Laws are often a few steps behind technology. Criminals know this, so when something new is invented, they usually have some leeway before the fix. What would happen if you were the victim of some kind of crime in the metaverse? If you went to the police… would they understand you, or would you think you escaped from a video game and are disoriented? To prevent this, one of the largest police forces in the world is already working in the metaverse to train its officers. And, believe it or not, it’s the sensible thing to do.
Interpol just arrived in the metaverse
The Metaverse is for many a recreational place to interact with other distant humans. However, you should never let your guard down. Once virtual worlds grow in popularity, they will be filled with criminals, as has happened many times before with other disruptive technologies.
What are the dangers of the metaverse? How can cybercriminals operate there? Well, that’s what the International Criminal Police Organization, better known as INTERPOL, wants to know.
To protect us, they must first understand us
Taking advantage of Interpol’s 90th General Assembly in New Delhi, this organization agreed to launch the world’s first police metaverse. The basic idea is that law enforcement from all member countries of this organization can enter a virtual environment to understand how virtual worlds work.
Agents will spend hours in their controlled metaverse studying how criminal masterminds might operate. Thus, they could not only identify the way in which criminals could commit serious crimes already committed online (fraud, threats, drug distribution…), but they could also study new types of crimes that might arise within the framework of the metaverse. This information will be used to protect people connected to virtual reality.
A start in cooperation with governments
Already in the assembly, Interpol has compiled a list of the most important crimes that must be investigated and prosecuted so that they are not committed in the metaverse. What worries this entity most is that criminals may find a new way to commit crimes against children, just as it is worrying that virtual reality is being used to commit financial fraud on a global scale.
However, the list of crimes is quite long.
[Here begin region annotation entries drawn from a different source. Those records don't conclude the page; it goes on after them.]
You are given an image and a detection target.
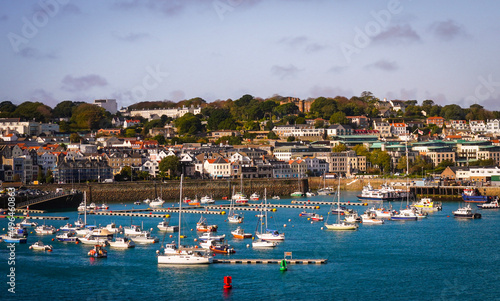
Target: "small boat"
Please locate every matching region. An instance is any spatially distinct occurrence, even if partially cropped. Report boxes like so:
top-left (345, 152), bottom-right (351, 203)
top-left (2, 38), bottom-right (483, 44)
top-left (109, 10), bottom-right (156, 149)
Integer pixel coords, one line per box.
top-left (453, 204), bottom-right (481, 219)
top-left (157, 219), bottom-right (179, 233)
top-left (78, 234), bottom-right (109, 247)
top-left (56, 231), bottom-right (78, 242)
top-left (196, 216), bottom-right (218, 232)
top-left (231, 227), bottom-right (252, 239)
top-left (88, 244), bottom-right (108, 258)
top-left (250, 192), bottom-right (260, 201)
top-left (109, 237), bottom-right (135, 249)
top-left (198, 232), bottom-right (226, 241)
top-left (29, 240), bottom-right (52, 252)
top-left (477, 200), bottom-right (500, 209)
top-left (35, 225), bottom-right (57, 234)
top-left (200, 195), bottom-right (215, 204)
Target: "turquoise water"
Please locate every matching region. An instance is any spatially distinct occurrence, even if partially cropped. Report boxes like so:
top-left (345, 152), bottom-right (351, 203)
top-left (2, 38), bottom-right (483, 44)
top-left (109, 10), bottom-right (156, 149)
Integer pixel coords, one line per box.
top-left (0, 192), bottom-right (500, 300)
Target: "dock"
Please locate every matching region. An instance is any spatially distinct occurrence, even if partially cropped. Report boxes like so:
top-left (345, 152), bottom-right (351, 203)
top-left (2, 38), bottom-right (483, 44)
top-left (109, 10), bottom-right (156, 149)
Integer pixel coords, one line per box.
top-left (213, 258), bottom-right (327, 265)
Interpol has also focused on theft of private information, ransomware, phishing and document forgery. They also expressed concern that the metaverse could foster new forms of sexual assault and harassment.
Of course, agents will not work alone. It would be pointless to connect hundreds of civil servants to virtual reality without a guide. The organization will work closely with a group of experts in this field.
Although it may seem unbelievable, Interpol is not the first police organization to work with the metaverse. A little while ago, the United Arab Emirates police had already announced a similar service for its police officers.